3.1 Des bâtiments de commerce

Le Comté d’Artois a tout loisir d’affréter des bâtiments de commerce, ou d’en déléguer le fonctionnement à des négociants mandatés. Ils disposent d’une liberté totale, à moins de contrordre écrit du Comté, de navigation, mouillage et relâche dans les eaux territoriales et étendues artésiennes. Tout bâtiment de commerce se conforme aux avis du Commissaire au Commerce, qui peut éventuellement réquisitionner le vaisseau, si le Conseil d’Artois l’a décidé à la majorité absolue en cas d’urgence. Le Conseil qui a statué sur une réquisition doit ensuite décider si une indemnité de remboursement doit être mise en place.

3.2 Des bâtiments de guerre

Le Comté d’Artois a tout loisir d’affréter des bâtiments de guerre. L’organisation de la flotte artésienne est confiée à un Grand Amiral, nommé par le Comte. Ce dernier voit ses droits et devoirs définis dans le Code Militaire Artésien.
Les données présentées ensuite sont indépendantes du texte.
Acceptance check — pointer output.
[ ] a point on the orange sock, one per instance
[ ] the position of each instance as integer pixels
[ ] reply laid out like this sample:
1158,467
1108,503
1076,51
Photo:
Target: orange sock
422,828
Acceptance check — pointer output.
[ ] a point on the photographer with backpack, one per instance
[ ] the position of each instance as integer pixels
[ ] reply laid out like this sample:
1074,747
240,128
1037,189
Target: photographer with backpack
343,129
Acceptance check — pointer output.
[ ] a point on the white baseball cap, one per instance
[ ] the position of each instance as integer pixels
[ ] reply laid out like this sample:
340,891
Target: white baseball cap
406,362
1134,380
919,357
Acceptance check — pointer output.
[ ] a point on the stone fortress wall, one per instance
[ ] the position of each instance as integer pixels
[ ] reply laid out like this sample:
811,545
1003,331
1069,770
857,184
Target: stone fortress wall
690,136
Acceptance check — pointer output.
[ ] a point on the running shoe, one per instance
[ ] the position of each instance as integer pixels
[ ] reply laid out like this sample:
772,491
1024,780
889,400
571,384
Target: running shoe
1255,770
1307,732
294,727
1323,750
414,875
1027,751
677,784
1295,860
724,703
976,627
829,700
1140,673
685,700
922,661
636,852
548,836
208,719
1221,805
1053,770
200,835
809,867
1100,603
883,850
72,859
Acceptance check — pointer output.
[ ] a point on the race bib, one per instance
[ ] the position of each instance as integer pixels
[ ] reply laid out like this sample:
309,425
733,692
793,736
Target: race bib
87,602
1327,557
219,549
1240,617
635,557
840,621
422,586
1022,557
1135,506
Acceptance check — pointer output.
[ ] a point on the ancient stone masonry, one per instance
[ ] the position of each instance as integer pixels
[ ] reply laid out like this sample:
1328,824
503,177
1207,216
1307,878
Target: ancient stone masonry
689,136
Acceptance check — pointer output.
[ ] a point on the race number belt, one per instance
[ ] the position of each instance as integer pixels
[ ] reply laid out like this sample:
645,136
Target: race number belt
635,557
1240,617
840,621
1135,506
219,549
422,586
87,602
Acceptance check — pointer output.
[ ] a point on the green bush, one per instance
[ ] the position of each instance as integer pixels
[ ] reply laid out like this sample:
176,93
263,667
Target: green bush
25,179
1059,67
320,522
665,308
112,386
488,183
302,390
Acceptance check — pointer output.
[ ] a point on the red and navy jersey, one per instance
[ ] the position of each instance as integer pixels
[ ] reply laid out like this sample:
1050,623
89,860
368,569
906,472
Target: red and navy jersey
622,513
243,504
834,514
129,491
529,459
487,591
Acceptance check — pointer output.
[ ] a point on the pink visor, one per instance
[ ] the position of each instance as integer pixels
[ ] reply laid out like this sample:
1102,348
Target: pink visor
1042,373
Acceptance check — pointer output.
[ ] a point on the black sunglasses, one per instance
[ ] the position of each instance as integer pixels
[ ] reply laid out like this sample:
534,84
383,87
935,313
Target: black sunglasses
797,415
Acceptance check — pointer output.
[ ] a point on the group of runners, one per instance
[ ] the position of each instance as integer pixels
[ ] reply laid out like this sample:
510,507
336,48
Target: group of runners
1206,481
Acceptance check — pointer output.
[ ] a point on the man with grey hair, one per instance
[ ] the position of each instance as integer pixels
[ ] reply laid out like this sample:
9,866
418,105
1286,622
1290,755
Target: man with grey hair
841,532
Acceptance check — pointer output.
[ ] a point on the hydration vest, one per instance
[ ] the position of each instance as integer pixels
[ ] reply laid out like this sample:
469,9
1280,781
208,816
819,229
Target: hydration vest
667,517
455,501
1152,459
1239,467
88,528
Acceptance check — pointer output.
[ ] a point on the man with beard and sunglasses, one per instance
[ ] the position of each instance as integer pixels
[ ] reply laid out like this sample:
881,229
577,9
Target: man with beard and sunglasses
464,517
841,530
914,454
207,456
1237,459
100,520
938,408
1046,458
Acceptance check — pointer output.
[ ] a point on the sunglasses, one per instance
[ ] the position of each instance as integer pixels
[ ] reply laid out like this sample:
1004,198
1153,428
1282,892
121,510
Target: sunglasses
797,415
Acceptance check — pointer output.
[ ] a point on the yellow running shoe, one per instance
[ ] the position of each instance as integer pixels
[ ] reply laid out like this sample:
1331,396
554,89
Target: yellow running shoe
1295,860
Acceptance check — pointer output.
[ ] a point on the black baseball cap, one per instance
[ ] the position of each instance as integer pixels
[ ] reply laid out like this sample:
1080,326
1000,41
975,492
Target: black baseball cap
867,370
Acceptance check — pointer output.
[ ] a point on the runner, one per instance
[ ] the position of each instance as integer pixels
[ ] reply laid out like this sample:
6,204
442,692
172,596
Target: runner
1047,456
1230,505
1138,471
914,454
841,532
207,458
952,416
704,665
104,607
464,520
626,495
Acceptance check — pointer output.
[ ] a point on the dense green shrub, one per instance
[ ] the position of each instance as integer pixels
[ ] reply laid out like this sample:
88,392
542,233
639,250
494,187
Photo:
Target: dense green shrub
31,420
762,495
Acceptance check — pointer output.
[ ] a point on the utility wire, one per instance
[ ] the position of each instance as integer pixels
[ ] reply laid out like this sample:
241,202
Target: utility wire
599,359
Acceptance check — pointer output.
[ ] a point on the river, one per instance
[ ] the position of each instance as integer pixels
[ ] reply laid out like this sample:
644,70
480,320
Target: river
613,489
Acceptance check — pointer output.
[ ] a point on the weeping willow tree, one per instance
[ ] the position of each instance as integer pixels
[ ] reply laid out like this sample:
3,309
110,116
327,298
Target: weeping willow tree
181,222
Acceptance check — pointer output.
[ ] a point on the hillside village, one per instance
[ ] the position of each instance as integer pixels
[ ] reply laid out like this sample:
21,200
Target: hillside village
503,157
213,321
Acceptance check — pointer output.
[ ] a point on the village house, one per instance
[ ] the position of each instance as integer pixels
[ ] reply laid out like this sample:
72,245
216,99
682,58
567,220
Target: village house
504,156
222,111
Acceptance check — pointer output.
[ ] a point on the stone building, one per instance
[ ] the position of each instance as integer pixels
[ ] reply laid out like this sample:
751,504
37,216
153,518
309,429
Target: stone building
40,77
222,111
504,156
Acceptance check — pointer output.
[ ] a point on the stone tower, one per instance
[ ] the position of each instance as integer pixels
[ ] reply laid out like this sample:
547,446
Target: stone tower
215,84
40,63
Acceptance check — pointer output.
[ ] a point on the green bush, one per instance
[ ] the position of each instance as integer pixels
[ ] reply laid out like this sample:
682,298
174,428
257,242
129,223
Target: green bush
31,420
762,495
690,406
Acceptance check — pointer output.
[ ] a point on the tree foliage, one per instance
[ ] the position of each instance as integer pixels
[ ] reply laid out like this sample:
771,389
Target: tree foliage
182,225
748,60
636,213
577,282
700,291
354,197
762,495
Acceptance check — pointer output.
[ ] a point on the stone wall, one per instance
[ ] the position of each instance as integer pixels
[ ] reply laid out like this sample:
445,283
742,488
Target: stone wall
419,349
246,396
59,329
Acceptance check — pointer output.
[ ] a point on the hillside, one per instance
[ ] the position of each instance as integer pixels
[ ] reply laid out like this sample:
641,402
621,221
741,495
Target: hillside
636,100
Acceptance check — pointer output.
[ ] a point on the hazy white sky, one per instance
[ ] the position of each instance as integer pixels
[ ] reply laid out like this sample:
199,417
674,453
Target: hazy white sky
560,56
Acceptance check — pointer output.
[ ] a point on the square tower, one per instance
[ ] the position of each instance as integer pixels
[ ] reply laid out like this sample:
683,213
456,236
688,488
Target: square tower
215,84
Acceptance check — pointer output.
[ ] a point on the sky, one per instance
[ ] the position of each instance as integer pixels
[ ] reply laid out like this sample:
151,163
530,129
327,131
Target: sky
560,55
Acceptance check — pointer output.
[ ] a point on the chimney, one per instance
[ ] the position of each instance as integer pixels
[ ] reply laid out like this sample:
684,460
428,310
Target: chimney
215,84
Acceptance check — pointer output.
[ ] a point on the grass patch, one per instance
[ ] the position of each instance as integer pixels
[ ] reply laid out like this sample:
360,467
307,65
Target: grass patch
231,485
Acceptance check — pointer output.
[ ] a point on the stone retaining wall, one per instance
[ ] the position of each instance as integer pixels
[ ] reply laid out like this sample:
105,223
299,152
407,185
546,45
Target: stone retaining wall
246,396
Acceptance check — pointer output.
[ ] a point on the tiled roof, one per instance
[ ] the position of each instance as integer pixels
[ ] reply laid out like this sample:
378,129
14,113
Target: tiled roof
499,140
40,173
3.2.1 Des bâtiments de guerre privés

Le Comté d’Artois peut déléguer la gestion d’un navire de guerre à un particulier. Sur proposition, et après vote à la majorité absolue du Conseil, ledit particulier reçoit une « lettre de course ». Les bénéficiaires d’une telle lettre de course prêtent serment devant le Grand Amiral Artésien de ne jamais recourir aux armes contre un bâtiment portant pavillon artésien.

Une lettre de course arrive à expiration à la fin d’un mandat comtal. Elle peut néanmoins être maintenue par le prochain Conseil après consentement du nouveau Comte. Dans le cas d’un non-renouvellement, le bénéficiaire de la lettre de course se doit de désarmes immédiatement son navire s’il se trouve en eau artésienne. Sinon, il doit le faire en arrivant en eau artésienne. Toute infraction à cette clause sera suivie de poursuites judiciaires par le Comté d’Artois.

Si un bâtiment de guerre privé vient à engager combat contre un bâtiment ennemi ou neutre, un tiers du butin gagné revient de droit à l’Artois. Toute infraction à cette clause entraînera une annulation ipso facto de la lettre de course ainsi que des poursuites judiciaires par le Comté d’Artois.

4. Des accords commerciaux

Le Comté d’Artois peut conclure un accord commercial avec toute province qui le souhaite.

5. Modification du présent code

Toute modification du présent code doit être votée par le Conseil artésien à la majorité absolue, et avec accord du Comte.